La gran Odile

de Cremer, Lilia.

 

-¡Odile! ¡el telón! ¿Qué estás pensando? ¿No estarás llorando otra vez? ¡Vieja sensiblera!
Es verdad, ese enano maldito tiene razón. Estoy llorando otra vez. Me afirmo en la silla y tomo con fuerza el cordel.
¡Arriba el telón! ¡El espectáculo debe continuar!

Aquella noche el espectáculo también continuó.
-Lo haré sin red –había dicho yo.
La ira y mi amor propio herido me habían jugado en contra.
Ellos me miraron y creí adivinar que celebraban mi decisión.
Era riesgoso. Nadie lo había hecho antes, pero yo era la estrella máxima. Ordenaba y desordenaba a mi antojo. Quise demostrar mi superioridad. A ellos. Solo a ellos dos. A los farsantes. A los traidores. No me importaba el público.Pensaba solo en ellos.

-¡Odile! ¡los tensores! Más rápido…Odile ya no servís para nada…
Mis manos están acalambradas. Sin fuerza.

Como aquella noche. cuando desde mi trapecio los vi. Tan juntos. Tan enamorados. Él le hablaba al oído y ella sonreía. Los imaginé viviendo el amor que habíamos vivido y la odié.
Salté al vacío.Algo pasó en mis manos. Algo perturbó mi vista. Algo me cegó.
El trapecio volaba lejos de mí.
El espectáculo debía continuar aunque la gran Odile hubiera caído a la pista.

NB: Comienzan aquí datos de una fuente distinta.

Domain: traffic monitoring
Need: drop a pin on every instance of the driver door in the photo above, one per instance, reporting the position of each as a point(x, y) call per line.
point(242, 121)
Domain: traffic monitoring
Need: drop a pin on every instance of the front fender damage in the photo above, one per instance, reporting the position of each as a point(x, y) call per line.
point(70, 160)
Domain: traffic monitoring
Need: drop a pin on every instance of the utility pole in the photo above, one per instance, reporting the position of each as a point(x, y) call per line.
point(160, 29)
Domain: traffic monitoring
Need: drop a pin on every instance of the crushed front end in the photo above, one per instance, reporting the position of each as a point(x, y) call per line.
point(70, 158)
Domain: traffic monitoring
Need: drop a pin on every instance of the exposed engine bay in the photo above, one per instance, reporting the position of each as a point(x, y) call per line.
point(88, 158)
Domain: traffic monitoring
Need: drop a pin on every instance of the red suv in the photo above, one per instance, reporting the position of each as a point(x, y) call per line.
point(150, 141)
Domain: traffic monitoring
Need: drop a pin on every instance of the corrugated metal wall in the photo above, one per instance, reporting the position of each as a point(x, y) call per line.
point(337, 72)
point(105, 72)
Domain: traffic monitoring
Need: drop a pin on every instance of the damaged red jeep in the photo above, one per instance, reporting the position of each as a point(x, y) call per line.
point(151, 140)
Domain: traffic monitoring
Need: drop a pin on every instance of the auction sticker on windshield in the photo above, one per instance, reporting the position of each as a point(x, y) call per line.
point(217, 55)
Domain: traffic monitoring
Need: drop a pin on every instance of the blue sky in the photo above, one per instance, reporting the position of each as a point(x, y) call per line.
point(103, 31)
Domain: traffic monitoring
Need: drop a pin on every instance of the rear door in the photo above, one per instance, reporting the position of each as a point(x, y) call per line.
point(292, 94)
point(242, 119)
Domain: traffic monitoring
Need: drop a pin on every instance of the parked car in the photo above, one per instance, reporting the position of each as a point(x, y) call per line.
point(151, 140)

Termina la función. Permanezco oculta , entre bambalinas.  Desfile grotesco y cruel de muñecos  de cera: trapecistas, equilibristas, malabaristas,  payasos,  enanos,  domador. ¡Tan mediocres! Ignoran a la gran Odile. No saben de aquella niña prodigio que embelesaba muchedumbres en París, en Viena, en Bruselas, en Amsterdam.  Ni se imaginan que fui bendecida con agua del río Jordán.
Ellos solo ven a la anciana vestida con ropas humildes  de colores tenues y discretos que en una silla de ruedas intenta correr el telón a cambio de unos pocos pesos.